Los posters de rockeros y superhéroes. Las puertas del closet, como siempre,
abiertas y con la ropa saliéndose como con ganas de huir para que no le diera
la vida que le doy. Toda manchada, rota de las rodillas y los codos. Y no por
vieja, sino porque no me dura ni dos semanas lo que me compran. La sombra se
veía menos amenazante. ¿Qué hora sería? Mi cel estaba sin pila, me daba flojera
cargarlo. Ni idea. Ya se oían otros sonidos, no supe si el perrito cachetón de la
vecina había ladrado todo el tiempo o sólo ahorita que lo escuchaba. Ese perro
ladraba todo el tiempo. La vecina decía que era porque tenía muchas cosas que
decir pero nadie le entendía. Yo digo que lo lleve al sicólogo, o al bar, dice
mi papá que por eso va con sus amigos al bar, que porque sólo ahí lo escuchan.

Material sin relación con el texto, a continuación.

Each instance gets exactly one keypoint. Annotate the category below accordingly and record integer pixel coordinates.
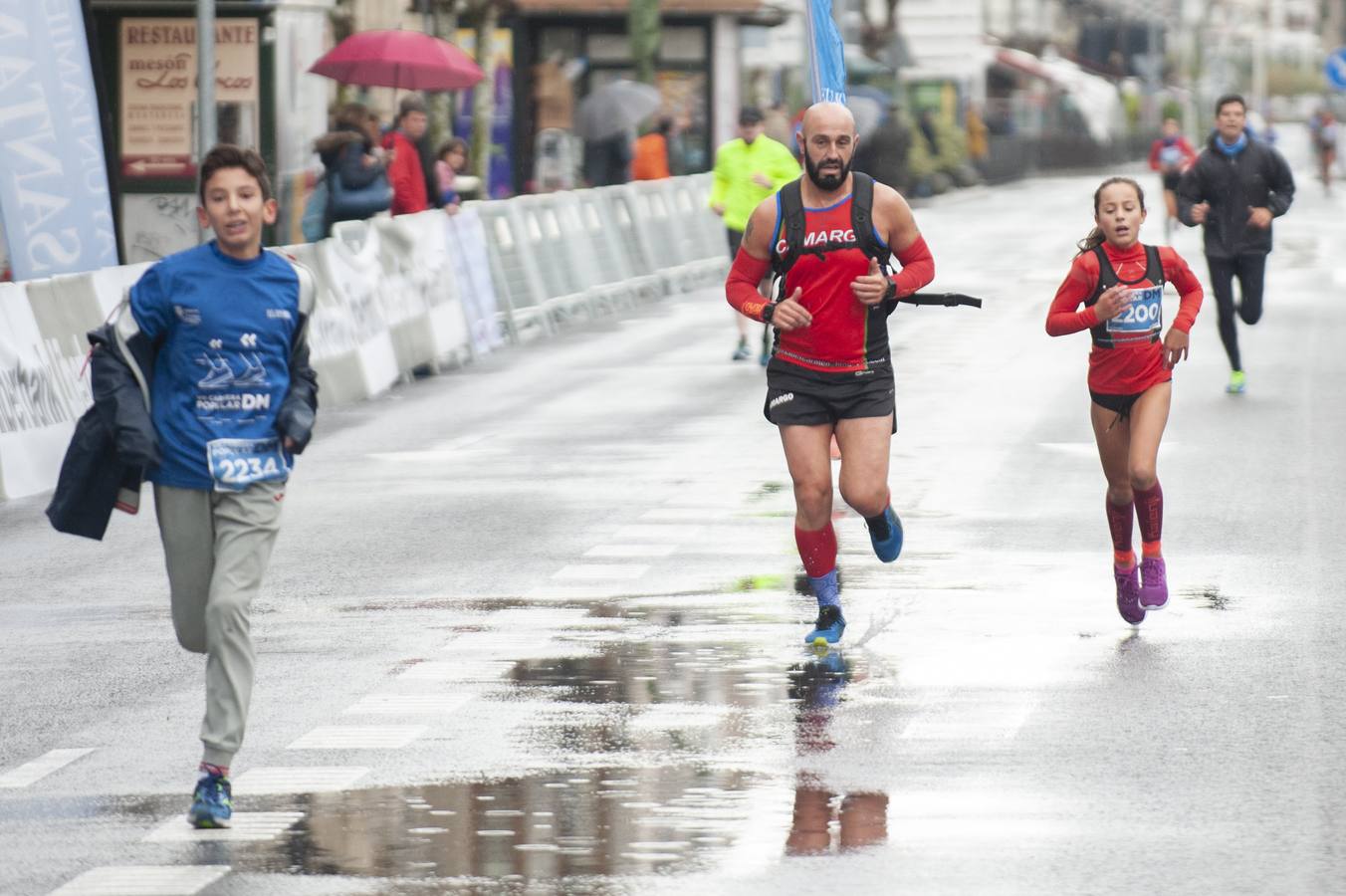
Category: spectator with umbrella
(402, 61)
(405, 172)
(604, 121)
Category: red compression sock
(817, 550)
(1150, 510)
(1119, 524)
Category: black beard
(825, 182)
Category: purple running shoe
(1154, 592)
(1128, 594)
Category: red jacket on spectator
(405, 175)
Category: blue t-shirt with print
(224, 329)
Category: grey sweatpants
(217, 545)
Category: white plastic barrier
(413, 251)
(39, 397)
(467, 249)
(392, 296)
(347, 336)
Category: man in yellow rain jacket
(748, 169)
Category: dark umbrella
(615, 108)
(406, 60)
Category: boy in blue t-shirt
(232, 400)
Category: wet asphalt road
(534, 626)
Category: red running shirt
(1130, 367)
(845, 334)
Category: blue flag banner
(53, 178)
(826, 57)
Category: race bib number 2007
(1143, 317)
(237, 463)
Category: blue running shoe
(887, 550)
(211, 803)
(828, 627)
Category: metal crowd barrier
(394, 296)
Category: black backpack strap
(791, 215)
(1107, 280)
(861, 219)
(1155, 275)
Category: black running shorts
(799, 397)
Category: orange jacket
(652, 157)
(405, 175)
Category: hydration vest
(861, 222)
(1108, 279)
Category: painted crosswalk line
(42, 766)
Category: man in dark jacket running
(1234, 190)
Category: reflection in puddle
(639, 730)
(1209, 597)
(821, 818)
(597, 822)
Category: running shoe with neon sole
(1154, 588)
(888, 548)
(1128, 594)
(211, 803)
(828, 628)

Mi mamá se enoja y le pregunta que de qué quiere platicar, que platique con
ella. Él le contesta que no, que hay cosas que sólo se hablan entre los hombres
y me guiña un ojo. ¡Sepa la bola¡ Yo con mis amigos hablo de juegos de video o
de música, y a la mejor tiene razón, ni modo que hable con mi mamá de mis
bandas favoritas, ni las conoce.
La
sombra no se movía. Yo empecé a sentir que mis piernas y brazos estaban listos
para moverse, saltar, correr, lo que fuera. Moví la cabeza, ya podía respirar y
seguro también hablar o gritar. Pero ya no tenía miedo. Esta vez el bumerang no
regresó. Estaba comenzando a enojarme. Si esa sombra era un fantasma, más le
valía desaparecer rápido porque empecé a bajar de la cama despacito, debajo
tenía un bate de beisbol que me regaló mi tío Carlos. Me dijo que si no me
gustaba el beis, al menos me serviría para alejar las pesadillas, que lo
guardara debajo de mi cama. Esta era la primera vez que iba a alejar a algo a batazos.
Lo que fuera. Ya me había hartado, ni se movía para asustarme ni se largaba. Me
puse mis lentes y todo el panorama se aclaró.
Desde
entonces me he vuelto más ordenado. Doblo mi ropa en el closet y cierro bien
las puertas. Ya no dejo todo botado sobre la silla. En otra de esas se me
vuelve a aparecer la sombra fantasma, que no fue otra cosa que toda mi ropa
hecha bolas. Y yo que hasta terminé con la cama orinada.